# Fell asleep and got caught.... oops



## Silverstone (Mar 27, 2009)

This is a video of me and my partner one night when we fell asleep in the ambulance.  We didn't hear that we got sent to refuel so we could go home, obviously cause we were sound asleep.  Our ambulances have G-Force cameras in them, and they hit the panic button to video tape themselves waking us up.... :glare:


----------



## trackmedic (Mar 27, 2009)

You don't have a seat belt rule?


----------



## firecoins (Mar 27, 2009)

they were parked.  WHy do you need a seat belt to sleep?


----------



## JPINFV (Mar 27, 2009)

I think Track was talking about the crew waking up the crew that was sleeping.


----------



## amberdt03 (Mar 27, 2009)

lmao that was freakin hilarious.


----------



## amberdt03 (Mar 27, 2009)

i'm glad we don't have those cameras, they might catch me picking my nose, or trying to sing. lol.


----------



## Silverstone (Mar 27, 2009)

amberdt03 said:


> i'm glad we don't have those cameras, they might catch me picking my nose, or trying to sing. lol.

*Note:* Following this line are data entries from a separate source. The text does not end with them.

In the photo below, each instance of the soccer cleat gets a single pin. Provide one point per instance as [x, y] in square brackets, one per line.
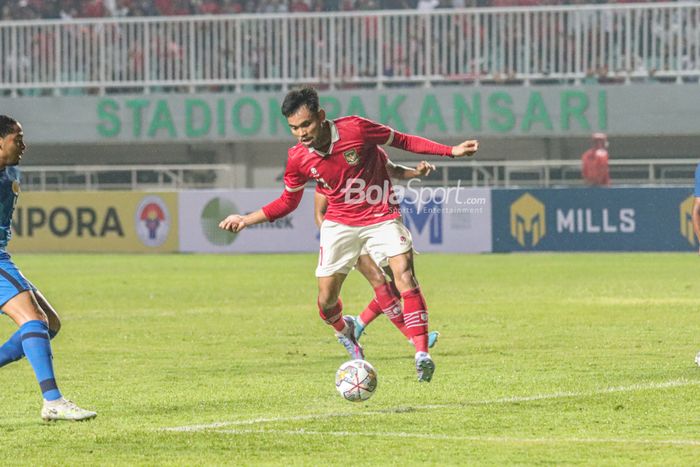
[349, 340]
[432, 339]
[425, 367]
[63, 409]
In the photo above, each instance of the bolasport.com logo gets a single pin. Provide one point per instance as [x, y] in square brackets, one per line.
[152, 221]
[414, 198]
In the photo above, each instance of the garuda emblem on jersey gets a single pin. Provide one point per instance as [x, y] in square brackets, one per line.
[351, 157]
[319, 179]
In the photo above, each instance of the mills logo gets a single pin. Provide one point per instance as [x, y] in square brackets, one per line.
[527, 220]
[686, 208]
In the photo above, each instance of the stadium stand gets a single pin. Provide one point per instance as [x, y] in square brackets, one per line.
[13, 10]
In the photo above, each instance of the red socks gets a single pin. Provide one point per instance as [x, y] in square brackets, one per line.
[371, 312]
[334, 316]
[415, 316]
[389, 301]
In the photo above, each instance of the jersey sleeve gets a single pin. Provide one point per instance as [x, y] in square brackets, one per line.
[376, 133]
[383, 156]
[294, 181]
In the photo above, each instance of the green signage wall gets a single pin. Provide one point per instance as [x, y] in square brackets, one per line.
[438, 112]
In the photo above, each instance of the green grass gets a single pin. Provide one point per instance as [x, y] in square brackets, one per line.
[544, 359]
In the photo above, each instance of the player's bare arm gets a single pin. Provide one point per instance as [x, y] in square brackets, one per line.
[320, 208]
[696, 219]
[236, 222]
[467, 148]
[400, 172]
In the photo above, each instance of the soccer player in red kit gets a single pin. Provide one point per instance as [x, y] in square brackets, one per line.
[343, 157]
[387, 300]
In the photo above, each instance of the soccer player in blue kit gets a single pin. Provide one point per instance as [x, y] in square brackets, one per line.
[696, 222]
[37, 320]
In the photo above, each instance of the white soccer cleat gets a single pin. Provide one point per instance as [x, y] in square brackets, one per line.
[63, 409]
[424, 366]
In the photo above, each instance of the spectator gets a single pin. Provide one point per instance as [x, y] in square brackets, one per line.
[594, 162]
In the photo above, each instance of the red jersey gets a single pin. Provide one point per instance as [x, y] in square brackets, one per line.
[352, 175]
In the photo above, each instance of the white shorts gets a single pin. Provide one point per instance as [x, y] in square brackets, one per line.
[341, 244]
[379, 260]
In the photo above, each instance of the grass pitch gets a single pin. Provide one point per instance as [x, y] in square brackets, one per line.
[211, 360]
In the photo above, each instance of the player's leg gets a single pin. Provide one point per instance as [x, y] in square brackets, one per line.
[384, 301]
[415, 312]
[24, 310]
[12, 350]
[392, 239]
[433, 336]
[339, 250]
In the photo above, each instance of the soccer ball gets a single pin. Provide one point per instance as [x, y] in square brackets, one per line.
[356, 380]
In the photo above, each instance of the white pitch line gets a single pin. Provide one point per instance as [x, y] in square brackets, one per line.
[487, 439]
[504, 400]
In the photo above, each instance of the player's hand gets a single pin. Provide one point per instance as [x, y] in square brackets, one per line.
[233, 223]
[467, 148]
[424, 168]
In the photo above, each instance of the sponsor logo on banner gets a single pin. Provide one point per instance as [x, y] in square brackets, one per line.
[152, 221]
[686, 211]
[428, 214]
[527, 220]
[214, 212]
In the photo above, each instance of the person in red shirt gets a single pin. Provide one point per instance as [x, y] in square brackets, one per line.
[387, 299]
[594, 162]
[344, 159]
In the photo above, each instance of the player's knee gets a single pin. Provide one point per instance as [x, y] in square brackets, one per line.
[330, 311]
[405, 280]
[54, 327]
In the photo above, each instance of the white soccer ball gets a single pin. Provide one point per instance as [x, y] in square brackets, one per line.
[356, 380]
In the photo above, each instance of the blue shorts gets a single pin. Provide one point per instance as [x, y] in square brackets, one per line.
[12, 281]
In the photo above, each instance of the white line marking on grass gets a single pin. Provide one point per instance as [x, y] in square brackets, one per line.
[487, 439]
[504, 400]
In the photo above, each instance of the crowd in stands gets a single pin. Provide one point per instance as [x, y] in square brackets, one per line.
[12, 10]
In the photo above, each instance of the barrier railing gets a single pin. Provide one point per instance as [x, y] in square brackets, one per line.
[369, 48]
[534, 173]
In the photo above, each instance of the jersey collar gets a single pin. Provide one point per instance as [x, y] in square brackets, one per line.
[335, 136]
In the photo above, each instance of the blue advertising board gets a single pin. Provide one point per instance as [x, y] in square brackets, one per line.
[593, 219]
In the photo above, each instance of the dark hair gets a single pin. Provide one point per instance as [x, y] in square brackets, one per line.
[7, 125]
[298, 98]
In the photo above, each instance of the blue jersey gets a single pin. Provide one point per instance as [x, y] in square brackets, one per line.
[9, 192]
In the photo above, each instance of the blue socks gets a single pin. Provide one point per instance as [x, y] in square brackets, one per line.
[35, 342]
[12, 350]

They catch us doing all sorts of bad stuff.


----------



## flhtci01 (Mar 27, 2009)

I'd like to see what it looked like on their camera. :lol:


----------



## medic417 (Mar 27, 2009)

I am so ashamed that you would post this.  Does your service know you posted it?  What must the public think of us when they see people asleep in the ambulance.  If you must stage 1 person should stay up front awake.  Then the other person nap in the back out of sight.


----------



## phabib (Mar 27, 2009)

medic417 said:


> I am so ashamed that you would post this.  Does your service know you posted it?  What must the public think of us when they see people asleep in the ambulance.  If you must stage 1 person should stay up front awake.  Then the other person nap in the back out of sight.




uhm....fire get's to sleep all they want. They even have beds! This really isn't an issue as long as you get up when you hear the radio.


----------



## medic417 (Mar 27, 2009)

phabib said:


> uhm....fire get's to sleep all they want. They even have beds! This really isn't an issue as long as you get up when you hear the radio.



Fire is out of sight.  Notice I said they could sleep but in shifts.  Why, so they do not give public bad idea and also so they do not miss radio calls like they did in this case.


----------



## kymtgpro (Mar 27, 2009)

I understand getting some shut eye whenever possible, but one of them should have been awake... take turns.


----------



## Sasha (Mar 27, 2009)

medic417 said:


> Fire is out of sight.  Notice I said they could sleep but in shifts.  Why, so they do not give public bad idea and also so they do not miss radio calls like they did in this case.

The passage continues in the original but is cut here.